The prevalence of olfactory dysfunction (hyposmia and anosmia) in our study was 21%. A study conducted by Mishra P et al. in Indian population, showed the prevalence of 14% [5]. One of the studies conducted by Lechien et al. showed the prevalence of olfactory dysfunction in European population as high as 85.6% [6] whereas in another study conducted by Klopfenstein it was 47% [7]. The prevalence of olfactory dysfunction in Indian population seems to be lesser as compared to European population. The reason for such a difference in anosmia prevalence rates between European and Asian population is still unclear. These patients were treated with decongestants and steam inhalation.

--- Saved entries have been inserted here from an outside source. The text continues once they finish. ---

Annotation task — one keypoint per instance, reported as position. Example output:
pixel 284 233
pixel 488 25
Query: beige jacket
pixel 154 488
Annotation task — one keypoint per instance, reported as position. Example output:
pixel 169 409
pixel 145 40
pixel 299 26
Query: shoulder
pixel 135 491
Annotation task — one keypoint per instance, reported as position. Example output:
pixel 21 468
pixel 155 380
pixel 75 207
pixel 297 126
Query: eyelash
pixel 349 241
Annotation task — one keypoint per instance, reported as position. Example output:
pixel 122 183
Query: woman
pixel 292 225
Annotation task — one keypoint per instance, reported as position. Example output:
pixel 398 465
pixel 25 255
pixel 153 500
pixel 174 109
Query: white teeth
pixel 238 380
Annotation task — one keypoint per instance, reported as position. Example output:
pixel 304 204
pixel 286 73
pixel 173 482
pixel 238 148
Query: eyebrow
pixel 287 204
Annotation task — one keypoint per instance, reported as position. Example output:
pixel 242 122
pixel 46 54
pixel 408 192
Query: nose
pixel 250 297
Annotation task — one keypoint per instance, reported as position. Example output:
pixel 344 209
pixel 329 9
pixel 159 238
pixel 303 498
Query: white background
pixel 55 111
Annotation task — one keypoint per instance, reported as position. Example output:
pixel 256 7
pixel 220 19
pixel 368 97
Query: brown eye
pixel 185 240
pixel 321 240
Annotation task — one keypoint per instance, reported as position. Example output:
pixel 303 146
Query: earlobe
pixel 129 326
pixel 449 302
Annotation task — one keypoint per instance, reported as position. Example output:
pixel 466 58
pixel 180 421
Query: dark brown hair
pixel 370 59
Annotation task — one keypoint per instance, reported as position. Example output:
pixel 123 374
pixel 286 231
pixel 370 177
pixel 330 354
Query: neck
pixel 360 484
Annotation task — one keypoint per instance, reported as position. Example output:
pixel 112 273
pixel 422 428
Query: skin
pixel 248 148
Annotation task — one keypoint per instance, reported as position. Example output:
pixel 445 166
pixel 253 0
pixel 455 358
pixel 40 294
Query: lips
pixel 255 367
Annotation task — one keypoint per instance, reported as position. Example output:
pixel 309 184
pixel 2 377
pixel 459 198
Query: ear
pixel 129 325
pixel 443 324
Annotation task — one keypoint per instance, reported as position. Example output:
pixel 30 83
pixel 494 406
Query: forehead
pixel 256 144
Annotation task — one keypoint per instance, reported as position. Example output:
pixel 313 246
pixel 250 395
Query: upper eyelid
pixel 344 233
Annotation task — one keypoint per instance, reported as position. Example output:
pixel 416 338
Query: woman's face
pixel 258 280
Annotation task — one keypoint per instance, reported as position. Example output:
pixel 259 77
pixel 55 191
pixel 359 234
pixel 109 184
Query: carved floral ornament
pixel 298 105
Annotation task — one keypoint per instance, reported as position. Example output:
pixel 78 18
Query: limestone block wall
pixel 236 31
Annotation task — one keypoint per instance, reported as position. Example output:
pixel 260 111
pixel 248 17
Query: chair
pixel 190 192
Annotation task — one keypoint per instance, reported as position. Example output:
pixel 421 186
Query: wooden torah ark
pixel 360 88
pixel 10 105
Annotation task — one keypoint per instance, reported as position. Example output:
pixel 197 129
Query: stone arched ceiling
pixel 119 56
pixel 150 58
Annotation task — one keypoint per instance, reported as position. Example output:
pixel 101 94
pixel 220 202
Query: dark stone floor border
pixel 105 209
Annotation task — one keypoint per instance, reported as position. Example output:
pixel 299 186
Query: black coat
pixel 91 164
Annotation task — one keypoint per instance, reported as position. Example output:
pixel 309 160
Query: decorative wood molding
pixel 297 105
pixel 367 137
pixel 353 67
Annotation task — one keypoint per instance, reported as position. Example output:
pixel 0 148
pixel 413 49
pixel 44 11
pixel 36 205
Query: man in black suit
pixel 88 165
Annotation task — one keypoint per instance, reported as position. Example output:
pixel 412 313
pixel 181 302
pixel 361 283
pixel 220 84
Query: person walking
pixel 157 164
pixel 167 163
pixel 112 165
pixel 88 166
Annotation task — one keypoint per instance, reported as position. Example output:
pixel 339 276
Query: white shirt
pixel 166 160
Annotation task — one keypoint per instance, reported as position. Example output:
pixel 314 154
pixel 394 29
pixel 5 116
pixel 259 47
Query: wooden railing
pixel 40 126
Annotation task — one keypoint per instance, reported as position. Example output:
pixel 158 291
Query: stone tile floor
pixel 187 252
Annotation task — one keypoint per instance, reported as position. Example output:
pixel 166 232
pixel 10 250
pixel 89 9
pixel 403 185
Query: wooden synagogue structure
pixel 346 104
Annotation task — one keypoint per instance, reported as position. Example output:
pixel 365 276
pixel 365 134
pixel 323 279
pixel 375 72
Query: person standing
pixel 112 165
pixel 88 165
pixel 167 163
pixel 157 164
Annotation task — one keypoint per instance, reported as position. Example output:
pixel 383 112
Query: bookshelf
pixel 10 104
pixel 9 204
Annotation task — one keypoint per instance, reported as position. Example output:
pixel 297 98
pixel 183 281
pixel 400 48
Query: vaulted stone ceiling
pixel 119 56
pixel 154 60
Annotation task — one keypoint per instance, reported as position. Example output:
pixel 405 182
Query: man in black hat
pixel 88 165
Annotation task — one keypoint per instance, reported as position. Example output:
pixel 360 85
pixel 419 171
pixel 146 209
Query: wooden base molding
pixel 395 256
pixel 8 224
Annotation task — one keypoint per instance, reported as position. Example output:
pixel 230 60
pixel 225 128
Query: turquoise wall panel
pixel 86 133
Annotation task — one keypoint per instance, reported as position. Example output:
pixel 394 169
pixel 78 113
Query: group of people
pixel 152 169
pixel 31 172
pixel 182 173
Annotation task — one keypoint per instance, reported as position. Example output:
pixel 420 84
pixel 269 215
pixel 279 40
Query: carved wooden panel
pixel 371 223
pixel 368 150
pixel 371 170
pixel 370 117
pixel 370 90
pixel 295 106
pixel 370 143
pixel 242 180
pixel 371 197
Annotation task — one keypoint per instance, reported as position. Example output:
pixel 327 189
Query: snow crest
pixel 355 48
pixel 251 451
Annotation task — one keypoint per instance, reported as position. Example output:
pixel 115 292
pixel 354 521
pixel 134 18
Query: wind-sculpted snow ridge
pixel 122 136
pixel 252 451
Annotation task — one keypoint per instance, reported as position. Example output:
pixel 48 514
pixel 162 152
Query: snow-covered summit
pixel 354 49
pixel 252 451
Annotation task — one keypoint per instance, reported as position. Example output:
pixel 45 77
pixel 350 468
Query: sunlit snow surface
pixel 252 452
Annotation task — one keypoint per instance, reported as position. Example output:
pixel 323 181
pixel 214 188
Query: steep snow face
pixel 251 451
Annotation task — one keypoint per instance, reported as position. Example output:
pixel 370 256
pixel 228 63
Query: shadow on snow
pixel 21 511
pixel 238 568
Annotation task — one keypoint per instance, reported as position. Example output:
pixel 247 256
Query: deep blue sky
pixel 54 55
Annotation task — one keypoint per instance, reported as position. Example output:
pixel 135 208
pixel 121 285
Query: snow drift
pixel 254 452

In our study 26.6% of the patients reported taste dysfunction. Ageusia may be a secondary result of olfactory dysfunction. The angiotensin-converting enzyme 2 receptor, which is the main host cell receptor of SARS-CoV-2 for binding and penetrating cells, is widely expressed on epithelial cells of the oral mucosa. Damage to the mucosal epithelial cells of the oral cavity may explain loss of taste observed in the early stage of COVID-19 [8].

In our study, the prevalence of taste dysfunction was more than the prevalence of olfactory dysfunction. 70% of the patients affected with olfactory and 73% of the patients affected with taste disturbances were males. Though middle-aged patients were more affected with COVID-19, taste and olfactory dysfunction were mainly seen in younger age groups (20–30). A study conducted by A Izquierdo-Domínguez et al. found similar results i.e. loss of taste was more affected than loss of smell in patients with COVID-19. It also stated that younger age group was more affected with loss of taste and smell than the older age group [9].

Around 70% of the patients had both loss of smell and loss of taste before testing of COVID-19 suggesting that both the symptoms are having higher positive predictive value for COVID-19 i.e. if both loss of smell and loss of taste are present in any patient, he is more likely to be affected with COVID-19. These symptoms lasted for around 7–9 days and showed complete recovery in 97% of the patients. A study conducted by Lechien et.al also showed olfactory and taste dysfunction lasting for around 8 days with complete resolution in 67.8% of the patients [6].

In our study of 300 selected patients the ones which could not answer the questionnaire were excluded hence the incidence of pneumonia seen was less. 13 of our patients had pneumonia.

Conclusion

The novel COVID-19 started as an uncertain, serious and confusing illness. It later became a pandemic with different mutations and clinical presentations. The sudden onset anosmia or ageusia are recognized by the international scientific community as important symptoms of the COVID-19 infection. Our study showed prevalence of anosmia in Indian population to be 21% and of ageusia to be 26.6%. Based on our results, it seems that patients with acute onset olfactory and taste dysfunction are more likely to have COVID-19. As early diagnosis is important for the control of COVID-19, recognition of early signs such as anosmia or ageusia might be a useful indicator for the diagnosis COVID-19 and isolation of the patients.